Underscoring the pressures firms face, ONS figures published alongside the inflation update showed another rise in factory costs. The prices of imported materials and fuels were the largest driver, largely on the back of the pound’s depreciation and a recovery in global oil prices, statisticians said.

Prices paid by factories for materials and energy rose by 15.8% in December on a year ago, the biggest jump since September 2011. Factory gate prices rose 2.7%, their fastest annual rise since March 2012.

The pickup in inflation follows the Bank of England view that the pound’s sharp drop since the Brexit vote is making imports to the UK more expensive and that firms will pass some of their higher costs on to consumers. Some economists expect inflation to rise to around 3% by the end of this year.

The Bank has said that rise would make life harder for consumers in 2017, as wages fail to keep pace with price rises, squeezing family budgets against a backdrop of slowing economic growth.

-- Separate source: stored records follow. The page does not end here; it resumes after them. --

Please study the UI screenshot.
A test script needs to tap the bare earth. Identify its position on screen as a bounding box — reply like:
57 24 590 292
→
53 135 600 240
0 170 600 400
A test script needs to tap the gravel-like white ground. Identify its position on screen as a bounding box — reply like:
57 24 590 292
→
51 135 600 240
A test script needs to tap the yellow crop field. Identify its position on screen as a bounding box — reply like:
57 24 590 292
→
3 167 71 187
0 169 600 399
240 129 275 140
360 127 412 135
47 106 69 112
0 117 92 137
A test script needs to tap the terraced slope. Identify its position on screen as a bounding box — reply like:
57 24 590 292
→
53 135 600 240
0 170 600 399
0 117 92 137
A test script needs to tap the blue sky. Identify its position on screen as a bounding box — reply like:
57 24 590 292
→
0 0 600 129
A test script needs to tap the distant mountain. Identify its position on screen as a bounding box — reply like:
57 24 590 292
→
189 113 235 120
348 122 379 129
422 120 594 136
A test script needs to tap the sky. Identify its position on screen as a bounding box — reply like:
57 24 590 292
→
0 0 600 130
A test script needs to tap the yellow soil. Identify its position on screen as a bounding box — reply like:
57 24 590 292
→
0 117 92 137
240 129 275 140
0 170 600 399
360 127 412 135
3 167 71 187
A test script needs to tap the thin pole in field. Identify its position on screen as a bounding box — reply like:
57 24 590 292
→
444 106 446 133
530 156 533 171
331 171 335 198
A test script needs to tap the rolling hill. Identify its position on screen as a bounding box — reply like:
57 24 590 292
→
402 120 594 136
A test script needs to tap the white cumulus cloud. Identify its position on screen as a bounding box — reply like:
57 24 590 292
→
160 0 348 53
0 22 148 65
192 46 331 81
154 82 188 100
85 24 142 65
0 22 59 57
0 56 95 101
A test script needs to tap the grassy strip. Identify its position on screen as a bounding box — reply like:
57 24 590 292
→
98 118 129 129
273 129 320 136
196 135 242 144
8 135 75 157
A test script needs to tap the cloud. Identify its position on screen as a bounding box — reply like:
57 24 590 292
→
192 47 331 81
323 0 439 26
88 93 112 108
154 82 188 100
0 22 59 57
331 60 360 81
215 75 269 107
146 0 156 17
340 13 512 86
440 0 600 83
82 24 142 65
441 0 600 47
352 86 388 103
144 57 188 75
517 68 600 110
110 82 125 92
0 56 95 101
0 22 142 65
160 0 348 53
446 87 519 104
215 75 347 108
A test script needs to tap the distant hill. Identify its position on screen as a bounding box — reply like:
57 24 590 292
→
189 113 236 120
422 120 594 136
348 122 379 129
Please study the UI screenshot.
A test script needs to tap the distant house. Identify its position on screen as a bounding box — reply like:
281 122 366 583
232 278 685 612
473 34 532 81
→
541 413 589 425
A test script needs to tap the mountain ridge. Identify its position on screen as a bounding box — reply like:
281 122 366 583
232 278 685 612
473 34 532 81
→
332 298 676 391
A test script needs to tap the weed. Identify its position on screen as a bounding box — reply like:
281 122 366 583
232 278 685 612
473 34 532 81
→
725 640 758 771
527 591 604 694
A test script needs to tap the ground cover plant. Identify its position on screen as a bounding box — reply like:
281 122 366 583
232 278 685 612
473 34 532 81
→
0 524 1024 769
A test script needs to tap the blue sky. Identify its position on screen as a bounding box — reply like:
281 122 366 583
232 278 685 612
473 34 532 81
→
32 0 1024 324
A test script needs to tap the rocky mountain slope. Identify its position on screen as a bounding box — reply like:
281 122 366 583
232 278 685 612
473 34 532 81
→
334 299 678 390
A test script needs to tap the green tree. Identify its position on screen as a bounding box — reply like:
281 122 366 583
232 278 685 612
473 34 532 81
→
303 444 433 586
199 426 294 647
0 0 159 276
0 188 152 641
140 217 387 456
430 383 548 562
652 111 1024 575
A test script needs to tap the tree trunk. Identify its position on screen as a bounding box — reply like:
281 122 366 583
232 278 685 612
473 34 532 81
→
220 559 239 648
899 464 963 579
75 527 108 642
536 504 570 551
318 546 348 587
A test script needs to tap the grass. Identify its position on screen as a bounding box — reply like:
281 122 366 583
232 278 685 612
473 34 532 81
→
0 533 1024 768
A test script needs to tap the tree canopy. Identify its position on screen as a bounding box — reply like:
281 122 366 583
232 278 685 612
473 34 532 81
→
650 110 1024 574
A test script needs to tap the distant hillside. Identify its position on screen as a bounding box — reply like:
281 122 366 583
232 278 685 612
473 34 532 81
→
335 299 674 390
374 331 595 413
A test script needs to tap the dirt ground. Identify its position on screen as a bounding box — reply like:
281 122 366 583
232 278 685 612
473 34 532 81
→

Businesses are also bracing for tougher conditions. The manufacturers’ organisation EEF said there was an “ever increasing squeeze on manufacturers from rising input costs”.

It’s senior economist, George Nikolaidis, said: “Any respite is unlikely during 2017 as increased input costs will continue to bite into profit margins in the year ahead.

“Manufacturers will employ a range of strategies to counter this drag but, with some of these costs already being passed on to consumers as CPI inflation rose to a two-year high, worries about the strength of household spending this year look to be well justified.”

With the UK economy largely reliant on consumers to drive growth, the Treasury has sought to highlight its efforts to support household incomes.

Commenting on the inflation figures, a spokeswoman said: “The government is committed to helping hard-working people keep more of what they earn and to supporting households with the cost of living.

“Increases to the personal allowance have reduced tax bills for some of the lowest earners by £1,000 a year, we are increasing the ’national living wage’ and have frozen fuel duty for seven years running.”

The TUC said people were already going into this latest bout of Brexit uncertainty and inflation on a weak footing.

“Working people are still £20 a week worse off than they were before the last financial crisis, and now rising prices are hitting their pay packets again,” said the TUC’s general secretary, Frances O’Grady.

“Signs that the UK will leave the single market are reducing confidence in the British economy and the falling pound looks likely to keep pushing up prices on everyday goods this year.

“The prime minister’s plan for Brexit [on Tuesday] must make sure that wages keep rising, as well as protecting jobs and rights, so that working people don’t pay the price for the decision to leave the EU.”